- Court: Court of Appeal of New Zealand
- Full case name: Boulder Consolidated Ltd v Tangaere
- Decided: 6 August 1980
- Citation: [1980] 1 NZLR 560

Court membership
- Judges sitting: Richmond P, Cooke J, McMullin J

= Boulder Consolidated Ltd v Tangaere =

Boulder Consolidated Ltd v Tangaere [1980] 1 NZLR 560 is a cited court case in New Zealand regarding the objective approach to contract formation.

==Background==
In 1971, Mr Tangaere purchased a section from a Lower Hutt sub division development developed by Boulder Consolidated.

Due to problems in obtaining that title, the parties in 1974 agreed to substitute another section instead.

That section too, became problematic as well, and in 1976 Boulder advised Tangaere that he could either request a refund of his deposit or substitute the section for yet another one in the development.

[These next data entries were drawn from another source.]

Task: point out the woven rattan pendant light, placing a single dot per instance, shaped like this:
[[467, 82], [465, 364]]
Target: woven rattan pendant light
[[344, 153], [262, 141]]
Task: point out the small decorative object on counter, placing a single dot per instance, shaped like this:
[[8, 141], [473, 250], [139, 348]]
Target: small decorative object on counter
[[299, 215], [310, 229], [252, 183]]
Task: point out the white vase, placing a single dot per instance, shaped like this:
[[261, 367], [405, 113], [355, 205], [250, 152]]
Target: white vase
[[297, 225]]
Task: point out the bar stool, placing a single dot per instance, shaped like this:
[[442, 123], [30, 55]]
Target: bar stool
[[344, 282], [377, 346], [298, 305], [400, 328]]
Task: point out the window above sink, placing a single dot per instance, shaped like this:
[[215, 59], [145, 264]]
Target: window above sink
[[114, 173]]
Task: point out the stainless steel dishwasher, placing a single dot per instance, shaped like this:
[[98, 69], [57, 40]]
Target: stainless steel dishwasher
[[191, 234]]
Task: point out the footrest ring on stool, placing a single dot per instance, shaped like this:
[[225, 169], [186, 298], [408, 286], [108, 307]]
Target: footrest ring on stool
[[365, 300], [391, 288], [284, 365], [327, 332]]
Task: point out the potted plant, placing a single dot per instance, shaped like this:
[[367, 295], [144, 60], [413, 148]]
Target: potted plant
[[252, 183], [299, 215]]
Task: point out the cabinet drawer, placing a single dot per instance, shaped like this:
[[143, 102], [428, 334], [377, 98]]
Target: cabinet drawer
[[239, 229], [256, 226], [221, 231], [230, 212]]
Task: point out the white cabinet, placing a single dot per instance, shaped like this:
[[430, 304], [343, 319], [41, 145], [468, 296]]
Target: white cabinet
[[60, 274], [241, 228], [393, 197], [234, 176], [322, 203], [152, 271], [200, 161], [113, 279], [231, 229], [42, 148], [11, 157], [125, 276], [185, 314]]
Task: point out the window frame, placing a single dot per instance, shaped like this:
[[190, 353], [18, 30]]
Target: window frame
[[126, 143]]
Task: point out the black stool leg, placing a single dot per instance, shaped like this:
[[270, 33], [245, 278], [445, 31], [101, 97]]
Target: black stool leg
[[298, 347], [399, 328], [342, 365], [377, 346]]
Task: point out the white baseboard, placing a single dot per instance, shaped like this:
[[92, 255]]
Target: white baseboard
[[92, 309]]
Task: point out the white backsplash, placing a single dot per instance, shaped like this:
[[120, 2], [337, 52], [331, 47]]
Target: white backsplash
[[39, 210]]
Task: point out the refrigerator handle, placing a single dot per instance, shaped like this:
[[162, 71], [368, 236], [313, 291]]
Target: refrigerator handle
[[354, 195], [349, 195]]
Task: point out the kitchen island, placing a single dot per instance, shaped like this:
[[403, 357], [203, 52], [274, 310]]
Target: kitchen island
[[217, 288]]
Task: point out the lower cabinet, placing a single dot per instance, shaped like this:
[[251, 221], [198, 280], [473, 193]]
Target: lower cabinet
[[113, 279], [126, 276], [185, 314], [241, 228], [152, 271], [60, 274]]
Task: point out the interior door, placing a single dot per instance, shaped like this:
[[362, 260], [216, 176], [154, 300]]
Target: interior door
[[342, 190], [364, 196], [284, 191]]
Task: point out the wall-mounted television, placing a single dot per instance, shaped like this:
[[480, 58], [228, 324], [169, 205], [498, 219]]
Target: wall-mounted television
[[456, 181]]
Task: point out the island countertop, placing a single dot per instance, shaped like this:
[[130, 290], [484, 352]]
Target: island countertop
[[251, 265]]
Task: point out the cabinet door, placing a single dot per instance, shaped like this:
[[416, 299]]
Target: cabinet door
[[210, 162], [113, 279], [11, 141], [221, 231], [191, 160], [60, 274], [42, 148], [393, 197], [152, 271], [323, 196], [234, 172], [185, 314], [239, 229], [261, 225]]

Tangaere's solicitor in reply, requested the developer to supply him with a list of available sections for his consideration.

In March 1977 Boulder duly sent out a list of the available sections, with a comment on an attached slip of paper: "Sections with titles available listed herewith. I suggest Mr Tangaere keeps in touch with Doug Quirk Phone 861-878".

With no reply from Tangaere, on 15 June 1977, Boulder again wrote seeking instruction from him, advising him that "...there are a number of excellent sections still available...".

Six days later, Tangaere advised he wanted to purchase section 138 However, by this time, section 138 had already been sold to another party.

A frustrated Tangaere claimed that there was a valid legal contract of sale for section 138, and subsequently sued the developer for breach of contract, and was awarded $11,771.25 in damages by the Supreme Court. Boulder appealed.

==Held==
The court ruled that there was no formal offer of sale for section 138, and allowed the appeal. The High Court's previous award for damages was set aside.